Ia mengakui, untuk menyelesaikan konflik di tiga wilayah itu memang perlu ada rasa keadilan di benak masyarakat di masing-masing daerah itu, hingga konflik horizontal dan vertical dapat diredam.
Seperti diketahui, pada 9 Juni lalu Komite Relasi Internasional dari DPR - AS, menggolkan sebuah Rancangan Undang-Undang yang berisikan dukungan pada kebebasan Papua.

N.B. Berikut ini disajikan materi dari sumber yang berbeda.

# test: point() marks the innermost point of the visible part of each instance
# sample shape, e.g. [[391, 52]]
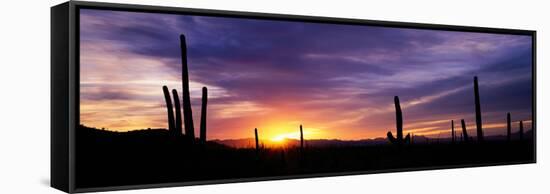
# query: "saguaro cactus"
[[478, 111], [464, 131], [187, 113], [203, 114], [169, 109], [178, 130], [520, 130], [398, 140], [453, 131], [257, 142], [301, 138], [508, 127]]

RUU itu disebut H.R. 2601, the State Department Authorization Act for FY2006 yang diprakarsai oleh dua anggota Kongres AS, yaitu Donald M Payne (asal Newark, New Jersey) dan Eni FH Faleomavaega (asal Samoa Amerika).
Donald dan Eni selama ini bekerja keras mendesak berbagai pihak agar memberi perhatian kepada warga Papua. Menurut RUU itu, Papua yang didominasi etnis Melanesia adalah eks koloni Belanda.
Meski RI menegaskan Papua merupakan bagian teritori sejak merdeka pada 1945, Papua tetap berada di bawah kontrol pemerintahan Belanda hingga tahun 1962. Pada 15 Agustus 1962, Indonesia dan Belanda menandatangani kesepakatan di Kantor PBB New York (New York Agreement).
Kesepakatan itu menjadi dasar penyerahan kekuasaan atas Papua kepada United Nations Temporary Executive Authority (UNTEA), dan lalu pada tahun 1963 diserahkan kepada RI sambil menunggu hasil penentuan pendapat rakyat (plebisit).
Lalu penentuan pendapat rakyat atau Pepera diadakan untuk memberikan kesempatan kepada para warga Papua memilih apakah akan tetap berada di dalam wilayah RI atau tidak. Dan pada tahun 1969, Pepera dilaksanakan dengan melibatkan 1.025 orang yang menyatakan tetap bergabung dengan RI.